La deuxième raison c’est qu’aujourd’hui le digital drive pratiquement tout. Même si le digital n’a évidemment pas la force de frappe de la télévision, pour les annonceurs plus petits ou moins avertis, ça coûte moins cher que d’investir dans un média comme la télévision, même si bien sûr dans les faits ce n’est absolument pas comparable en termes d’exposition et d’impact.
Aujourd’hui le digital capte une part importante des investissements publicitaires pas forcément en valeur mais certainement en volume.
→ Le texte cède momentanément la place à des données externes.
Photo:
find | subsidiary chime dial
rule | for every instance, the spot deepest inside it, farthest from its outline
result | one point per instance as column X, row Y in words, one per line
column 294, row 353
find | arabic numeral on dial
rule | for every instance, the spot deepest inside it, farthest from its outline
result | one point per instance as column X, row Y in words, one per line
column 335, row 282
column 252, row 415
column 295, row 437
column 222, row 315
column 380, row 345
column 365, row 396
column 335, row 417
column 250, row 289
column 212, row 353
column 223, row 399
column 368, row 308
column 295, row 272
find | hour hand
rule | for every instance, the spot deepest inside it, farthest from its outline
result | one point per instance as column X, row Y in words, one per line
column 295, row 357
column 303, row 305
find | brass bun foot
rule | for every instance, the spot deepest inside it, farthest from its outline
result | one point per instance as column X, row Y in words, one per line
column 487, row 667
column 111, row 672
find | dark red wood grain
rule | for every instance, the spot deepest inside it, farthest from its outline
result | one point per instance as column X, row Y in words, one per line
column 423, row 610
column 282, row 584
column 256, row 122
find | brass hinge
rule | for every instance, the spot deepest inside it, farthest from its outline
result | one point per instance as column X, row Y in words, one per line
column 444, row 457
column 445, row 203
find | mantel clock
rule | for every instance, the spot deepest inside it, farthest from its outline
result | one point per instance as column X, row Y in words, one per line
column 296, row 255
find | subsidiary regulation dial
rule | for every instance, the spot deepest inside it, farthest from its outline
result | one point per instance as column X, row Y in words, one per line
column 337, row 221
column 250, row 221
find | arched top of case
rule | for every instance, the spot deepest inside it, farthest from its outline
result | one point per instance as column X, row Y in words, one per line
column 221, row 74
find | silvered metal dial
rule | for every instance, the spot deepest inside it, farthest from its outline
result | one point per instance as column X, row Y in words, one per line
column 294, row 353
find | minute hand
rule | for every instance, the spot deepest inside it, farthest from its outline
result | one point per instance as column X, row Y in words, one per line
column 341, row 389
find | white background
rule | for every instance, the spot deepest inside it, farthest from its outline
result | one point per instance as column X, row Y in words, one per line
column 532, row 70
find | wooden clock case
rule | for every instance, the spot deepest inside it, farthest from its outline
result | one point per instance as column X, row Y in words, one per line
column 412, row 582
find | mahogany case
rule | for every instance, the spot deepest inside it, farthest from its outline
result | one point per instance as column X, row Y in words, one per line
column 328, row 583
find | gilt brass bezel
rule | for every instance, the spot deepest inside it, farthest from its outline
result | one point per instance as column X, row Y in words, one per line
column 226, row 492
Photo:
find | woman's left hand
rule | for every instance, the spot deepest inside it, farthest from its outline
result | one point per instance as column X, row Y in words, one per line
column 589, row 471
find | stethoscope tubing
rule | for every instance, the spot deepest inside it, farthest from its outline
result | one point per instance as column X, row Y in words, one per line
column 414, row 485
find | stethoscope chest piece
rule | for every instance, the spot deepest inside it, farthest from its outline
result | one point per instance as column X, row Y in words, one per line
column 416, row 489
Il y a de ce fait même, un gros travail de pédagogie commercial à faire.
Pensez-vous que le marché va repartir à la hausse en 2024 ?
Personnellement je ne pense pas que ça puisse évoluer de façon notable.
D’autant plus que nous avons eu la CAN 2023 et que beaucoup d’annonceurs – à tort ou à raison – ont utilisé une part conséquente de leur budget pour communiquer lors de la CAN. C’était un évènement national très important mais beaucoup de parts de voix ont été noyées parmi celle des plus gros annonceurs.
Est-ce que finalement cela ne justifie pas, du point de vue des chaines, de mettre beaucoup d’argent dans un évènement ponctuel plutôt que de se concentrer sur des programmes qui cartonnent, mais dans les annonceurs, ne profitent pas ?
C’est une vraie question, mais dans les faits les annonceurs ont besoin de communiquer pratiquement tous les jours de l’année pour faire connaitre leurs offres promotionnelles structurantes ou leurs positionnements et en tant que media de masse nous devons les accompagner dans cette exigence.
Les budgets des annonceurs ne vont pas augmenter d’eux même drastiquement, c’est aux chaînes d’être plus créatives pour les convaincre.
Nous sommes dans une période charnière où il faut clairement réinventer le métier. Les chaines de télévision privées sont jeunes, nous allons trouver nos chemins et nous imposer face aux chaines internationales et/ou plus établies.
Il n’y a pas encore de consensus sur la mesure de l’audience. Quel est votre point de vue sur le sujet ?
Médiamétrie, l’agence émettrice de cette audience, est l’un des leaders mondiaux du secteur et est une référence auprès de nombreuses multinationales présentes dans notre pays. En Côte d’Ivoire, ses mesures d’audience se sont affinées au fil du temps sur deux points : une taille plus grande de l’échantillonnage et un plus grand nombre de localités.
Ceci dit, il reste important que la mesure d’audience soit consensuelle. Il y a une initiative de du Ministère de la communication pour créer un cadre d’échanges, mais malheureusement ça ne va pas assez vite.
Les mesures d’audience sont vitales pour tous parce qu’elles apportent de la rationalité, elles valident nos stratégies et font connaitre nos performances surtout en tant que chaines locales jeunes. Elles donnent une boussole fiable à tous les annonceurs et au Grand public.